Marie Kondo, come get these books.

Saturday, April 06, 2019

The Weekend Writer: Make Sure Everything In Your Book Supports Your Story

I keep mentioning that I worked reading into some of my goals and objectives for this year. I cannot recommend it highly enough. Even during stressful, demanding times, there's always room for reading, right?

Well, one of my objectives for Goal 2 Work on YA Thriller is Read YA Thrillers. Sounds great, doesn't it? Recently I started what I thought was a YA thriller as well as a YA thriller-ish piece of science fiction. I didn't finish either one of them. I was always having to stop to read material that didn't seem to have anything to do with the story I believed I was reading.
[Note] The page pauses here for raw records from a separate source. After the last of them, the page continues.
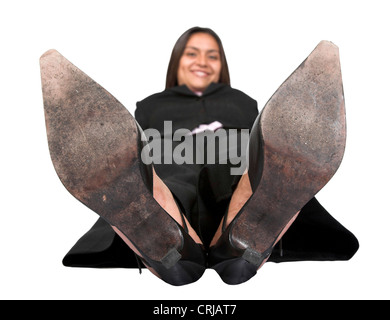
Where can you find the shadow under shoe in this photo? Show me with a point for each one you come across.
(296, 146)
(95, 147)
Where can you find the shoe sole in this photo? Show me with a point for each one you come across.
(302, 133)
(94, 144)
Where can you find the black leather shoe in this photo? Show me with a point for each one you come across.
(296, 145)
(95, 147)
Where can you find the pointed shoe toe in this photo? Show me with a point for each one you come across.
(296, 146)
(95, 147)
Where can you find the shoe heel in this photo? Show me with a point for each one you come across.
(296, 145)
(95, 146)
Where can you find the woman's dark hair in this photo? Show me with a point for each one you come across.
(178, 50)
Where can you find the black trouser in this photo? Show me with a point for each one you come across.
(203, 192)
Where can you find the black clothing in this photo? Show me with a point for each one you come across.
(203, 191)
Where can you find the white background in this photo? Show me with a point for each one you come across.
(125, 46)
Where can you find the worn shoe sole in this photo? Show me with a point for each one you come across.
(95, 147)
(296, 146)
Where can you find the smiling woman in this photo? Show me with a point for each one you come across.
(200, 65)
(181, 218)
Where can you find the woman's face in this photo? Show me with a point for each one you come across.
(200, 64)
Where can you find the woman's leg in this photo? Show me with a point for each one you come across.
(95, 148)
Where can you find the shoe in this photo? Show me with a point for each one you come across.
(296, 145)
(95, 146)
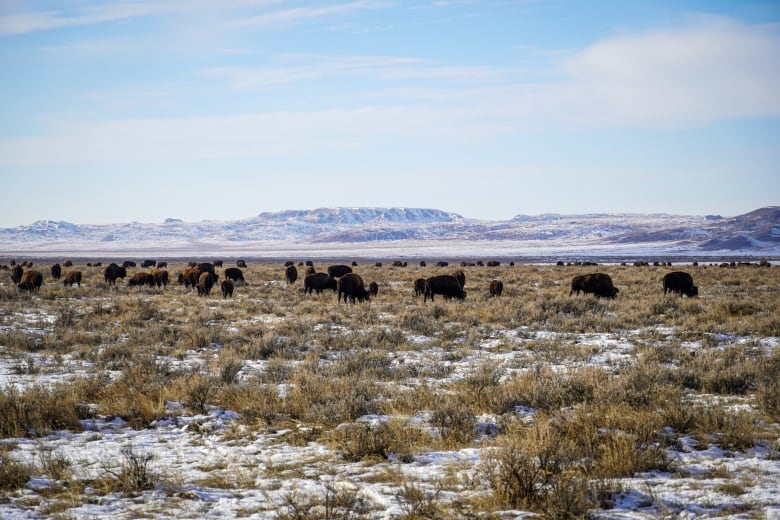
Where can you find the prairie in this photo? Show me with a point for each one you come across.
(273, 403)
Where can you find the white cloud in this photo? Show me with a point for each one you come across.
(715, 69)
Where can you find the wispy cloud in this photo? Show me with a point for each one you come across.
(47, 20)
(304, 14)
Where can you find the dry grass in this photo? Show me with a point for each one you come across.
(396, 356)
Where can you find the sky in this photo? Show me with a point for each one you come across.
(117, 111)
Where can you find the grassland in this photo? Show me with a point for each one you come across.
(561, 402)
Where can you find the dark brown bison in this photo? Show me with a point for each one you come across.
(419, 286)
(16, 273)
(337, 271)
(189, 277)
(206, 282)
(31, 281)
(227, 288)
(319, 282)
(351, 285)
(290, 274)
(142, 278)
(681, 283)
(112, 272)
(72, 277)
(235, 274)
(206, 267)
(599, 284)
(161, 277)
(445, 285)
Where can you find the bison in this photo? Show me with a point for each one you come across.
(16, 273)
(318, 282)
(140, 279)
(72, 277)
(599, 284)
(290, 274)
(112, 272)
(445, 285)
(337, 271)
(206, 282)
(31, 281)
(681, 283)
(189, 277)
(351, 285)
(419, 286)
(235, 274)
(227, 288)
(496, 288)
(161, 277)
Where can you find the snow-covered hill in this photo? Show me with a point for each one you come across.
(754, 233)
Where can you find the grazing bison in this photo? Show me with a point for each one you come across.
(444, 284)
(16, 273)
(681, 283)
(206, 282)
(112, 272)
(206, 267)
(496, 288)
(351, 285)
(72, 277)
(31, 281)
(318, 282)
(599, 284)
(337, 271)
(227, 288)
(290, 274)
(140, 279)
(419, 286)
(235, 274)
(189, 277)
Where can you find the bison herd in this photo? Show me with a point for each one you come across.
(340, 278)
I just couldn't maintain interest.

What, Exactly, Do You Mean, Gail?


For a story to work, everything in it must support it in some way. At the very least, if something appears in a story, it needs to support character, theme, or plot. If it doesn't, it stops the forward momentum of the story. Readers have to pause to take in this new material that doesn't relate to anything they've read before and, they may find, won't relate to much they're going to read.
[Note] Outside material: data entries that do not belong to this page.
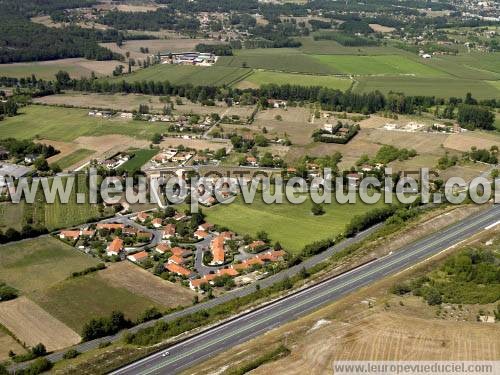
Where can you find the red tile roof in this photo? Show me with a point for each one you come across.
(175, 268)
(218, 249)
(116, 245)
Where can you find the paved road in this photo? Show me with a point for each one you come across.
(207, 344)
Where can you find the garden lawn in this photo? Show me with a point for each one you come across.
(294, 226)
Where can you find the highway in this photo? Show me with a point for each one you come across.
(223, 337)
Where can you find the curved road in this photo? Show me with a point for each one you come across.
(206, 344)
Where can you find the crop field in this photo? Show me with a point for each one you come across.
(73, 158)
(293, 225)
(259, 78)
(65, 300)
(76, 68)
(440, 87)
(7, 343)
(140, 158)
(141, 282)
(67, 124)
(35, 264)
(384, 64)
(288, 60)
(32, 325)
(196, 75)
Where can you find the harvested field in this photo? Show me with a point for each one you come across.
(381, 29)
(156, 45)
(76, 67)
(39, 263)
(65, 300)
(141, 282)
(464, 141)
(7, 343)
(130, 102)
(32, 325)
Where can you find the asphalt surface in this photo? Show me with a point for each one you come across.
(220, 338)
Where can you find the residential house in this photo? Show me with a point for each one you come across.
(227, 272)
(138, 257)
(179, 270)
(217, 247)
(205, 227)
(162, 248)
(69, 234)
(176, 259)
(115, 247)
(169, 231)
(110, 226)
(157, 222)
(200, 234)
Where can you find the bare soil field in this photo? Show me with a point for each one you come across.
(76, 67)
(139, 281)
(464, 141)
(7, 343)
(32, 325)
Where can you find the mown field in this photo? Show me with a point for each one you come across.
(51, 215)
(195, 75)
(76, 67)
(286, 60)
(140, 157)
(264, 77)
(384, 64)
(73, 158)
(441, 87)
(67, 124)
(293, 225)
(64, 301)
(39, 263)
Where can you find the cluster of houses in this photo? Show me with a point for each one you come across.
(171, 156)
(189, 58)
(115, 161)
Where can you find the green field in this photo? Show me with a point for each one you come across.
(286, 60)
(264, 77)
(183, 74)
(51, 215)
(73, 158)
(440, 87)
(140, 158)
(39, 263)
(76, 301)
(67, 124)
(384, 64)
(294, 226)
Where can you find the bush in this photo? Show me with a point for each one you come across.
(72, 353)
(101, 327)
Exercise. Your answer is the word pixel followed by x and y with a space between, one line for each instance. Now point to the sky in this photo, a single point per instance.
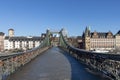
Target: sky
pixel 33 17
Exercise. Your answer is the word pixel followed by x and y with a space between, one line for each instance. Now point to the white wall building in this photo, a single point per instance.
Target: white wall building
pixel 21 42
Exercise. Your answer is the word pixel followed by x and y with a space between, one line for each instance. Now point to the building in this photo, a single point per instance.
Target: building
pixel 21 42
pixel 11 32
pixel 1 41
pixel 117 37
pixel 100 40
pixel 12 42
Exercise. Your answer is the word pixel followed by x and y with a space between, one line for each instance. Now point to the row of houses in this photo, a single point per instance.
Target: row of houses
pixel 100 40
pixel 12 42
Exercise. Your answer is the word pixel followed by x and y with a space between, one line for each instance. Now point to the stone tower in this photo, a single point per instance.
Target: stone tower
pixel 87 39
pixel 1 41
pixel 11 32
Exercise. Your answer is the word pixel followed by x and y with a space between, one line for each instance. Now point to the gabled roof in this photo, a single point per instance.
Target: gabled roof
pixel 23 38
pixel 102 34
pixel 1 33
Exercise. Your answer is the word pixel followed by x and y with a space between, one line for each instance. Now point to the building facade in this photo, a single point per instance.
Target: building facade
pixel 12 42
pixel 1 41
pixel 21 42
pixel 100 40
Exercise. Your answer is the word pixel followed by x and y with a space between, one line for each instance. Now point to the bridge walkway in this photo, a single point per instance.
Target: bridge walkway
pixel 54 64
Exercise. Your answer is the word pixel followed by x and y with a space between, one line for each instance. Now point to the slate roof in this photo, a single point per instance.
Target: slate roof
pixel 22 38
pixel 102 34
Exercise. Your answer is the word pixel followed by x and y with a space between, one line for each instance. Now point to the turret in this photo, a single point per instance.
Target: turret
pixel 11 32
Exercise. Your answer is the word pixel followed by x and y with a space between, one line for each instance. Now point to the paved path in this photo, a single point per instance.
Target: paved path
pixel 54 64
For instance, eight or ten years ago, the YA blogosphere got hopped up because an agent, whose name I really don't know, went on record as saying that YA needed romance. Indeed, there is a lot of romance, or at least romantic entanglements, in YA across the board. But if the romance doesn't support the story, the writer has to stop the story to talk about young love.

Okay, the first book I quit reading involved a murder and potential victims getting weird murder-connected communications a year later. I thought that sounded thrilling. I thought that was the basic story, these young women getting messages and perhaps being targeted. I may have been wrong, though. The story may have been about something else, something deep and not thrilling. Especially since there was a lot of love interest going on in the first more than third of the book. There was a torn-between-two-lovers situation and another couple. I read quite a bit, wasn't clear on what these romances had to do with the story I thought I was going to read, and if the story was something else, I never figured out what it was. I may have got almost to the mid-way point on this one.
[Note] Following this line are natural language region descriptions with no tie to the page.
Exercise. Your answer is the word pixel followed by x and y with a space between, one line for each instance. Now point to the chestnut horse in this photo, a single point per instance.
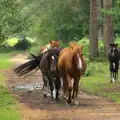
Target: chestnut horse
pixel 71 65
pixel 52 44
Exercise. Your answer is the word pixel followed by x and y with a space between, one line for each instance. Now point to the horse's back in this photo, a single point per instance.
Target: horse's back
pixel 64 60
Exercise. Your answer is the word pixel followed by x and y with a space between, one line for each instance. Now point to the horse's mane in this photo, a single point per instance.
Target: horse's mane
pixel 75 47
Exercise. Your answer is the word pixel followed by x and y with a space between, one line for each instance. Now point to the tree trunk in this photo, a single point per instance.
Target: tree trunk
pixel 93 46
pixel 108 25
pixel 99 18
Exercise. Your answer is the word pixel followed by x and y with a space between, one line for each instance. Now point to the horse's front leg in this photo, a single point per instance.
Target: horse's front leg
pixel 57 86
pixel 70 88
pixel 51 86
pixel 75 90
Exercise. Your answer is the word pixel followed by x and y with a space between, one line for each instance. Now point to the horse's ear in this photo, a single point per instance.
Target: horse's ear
pixel 82 46
pixel 51 41
pixel 116 45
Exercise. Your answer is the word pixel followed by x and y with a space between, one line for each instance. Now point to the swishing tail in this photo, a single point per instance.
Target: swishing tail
pixel 28 66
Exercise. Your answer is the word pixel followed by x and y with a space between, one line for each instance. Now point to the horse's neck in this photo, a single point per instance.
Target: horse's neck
pixel 47 47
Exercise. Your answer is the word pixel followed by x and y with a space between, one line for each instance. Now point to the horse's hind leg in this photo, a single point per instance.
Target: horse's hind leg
pixel 51 86
pixel 57 86
pixel 70 87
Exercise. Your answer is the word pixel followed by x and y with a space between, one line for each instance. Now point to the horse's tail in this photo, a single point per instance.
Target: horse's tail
pixel 28 66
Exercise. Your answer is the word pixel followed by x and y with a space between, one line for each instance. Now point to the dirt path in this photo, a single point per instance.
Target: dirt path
pixel 33 106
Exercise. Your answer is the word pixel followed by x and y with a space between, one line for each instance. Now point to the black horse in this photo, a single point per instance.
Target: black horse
pixel 114 59
pixel 47 63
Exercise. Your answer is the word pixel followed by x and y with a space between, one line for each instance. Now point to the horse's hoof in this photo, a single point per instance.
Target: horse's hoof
pixel 69 101
pixel 76 102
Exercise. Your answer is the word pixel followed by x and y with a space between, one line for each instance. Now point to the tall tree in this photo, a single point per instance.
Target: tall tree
pixel 99 19
pixel 11 20
pixel 108 24
pixel 93 29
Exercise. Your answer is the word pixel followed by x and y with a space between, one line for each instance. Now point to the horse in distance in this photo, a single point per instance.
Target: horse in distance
pixel 52 44
pixel 71 65
pixel 114 59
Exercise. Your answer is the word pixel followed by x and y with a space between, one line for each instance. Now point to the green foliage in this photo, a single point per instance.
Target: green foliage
pixel 8 108
pixel 4 61
pixel 64 20
pixel 99 82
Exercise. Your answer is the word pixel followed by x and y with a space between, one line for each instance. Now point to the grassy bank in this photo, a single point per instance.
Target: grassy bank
pixel 8 108
pixel 98 82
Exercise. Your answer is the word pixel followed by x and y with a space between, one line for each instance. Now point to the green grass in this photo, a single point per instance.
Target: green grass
pixel 8 107
pixel 98 82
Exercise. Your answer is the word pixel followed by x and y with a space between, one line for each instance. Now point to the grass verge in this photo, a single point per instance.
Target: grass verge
pixel 8 107
pixel 98 83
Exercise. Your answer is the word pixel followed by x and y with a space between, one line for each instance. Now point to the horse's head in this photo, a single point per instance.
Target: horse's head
pixel 55 43
pixel 77 55
pixel 53 59
pixel 113 49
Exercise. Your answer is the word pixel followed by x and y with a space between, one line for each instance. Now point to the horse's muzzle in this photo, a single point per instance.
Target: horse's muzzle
pixel 79 69
pixel 53 69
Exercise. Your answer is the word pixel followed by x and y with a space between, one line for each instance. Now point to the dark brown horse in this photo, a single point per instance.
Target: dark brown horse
pixel 71 65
The second book I quit reading involved four young people fighting a terrorist group plotting attacks in the future. Thrilling! And sci-fi, which is good for me to read because I have an adult sci-fi project to shop around at some point. But the action kept stopping so characters could talk about how one of them was bi-sexual, one was gay, and one was transgender. We also had to pause for the hints that some of these characters were attracted to one another. It wasn't clear to me how this supported the terrorist story or how it was going to. So I gave up on that one, too.

All the romantic and quasi-romantic diversions in these books kept slowing the story down because they didn't seem to be about the story. Especially with the science fiction book, I felt as if I was sometimes reading filler.

An Example Of Romance Serving Story


Before some of you write me off as not appreciating romance, consider a book in which I think it works very well, because it is definitely part of the plot of in a story.

I happen to have just finished the adult novel My Sister the Serial Killer by Oyinkan Braithwaite. In this book the narrator and her sister are both attracted to the same man who is only attracted to one of them. A twist on the torn-between-two-lovers scenario that is so popular in YA. In this case, this romantic entanglement absolutely supports the plot, which is all about how the narrator will deal with her murderous sister. It creates tension. It definitely makes readers want to move on. It made this reader, anyway.

It's not just romance that can stop a story. Humor writers have to be careful to note use random jokes. If material doesn't support character, theme, or plot, it doesn't matter how funny it is, it will distract readers and discourage them from continuing reading.


This explains why a couple of days ago I edited out a lengthy HGTV joke in Chapter 17 of a new project. It didn't do anything and would have left readers wondering what it was doing there and if they needed to remember it going forth.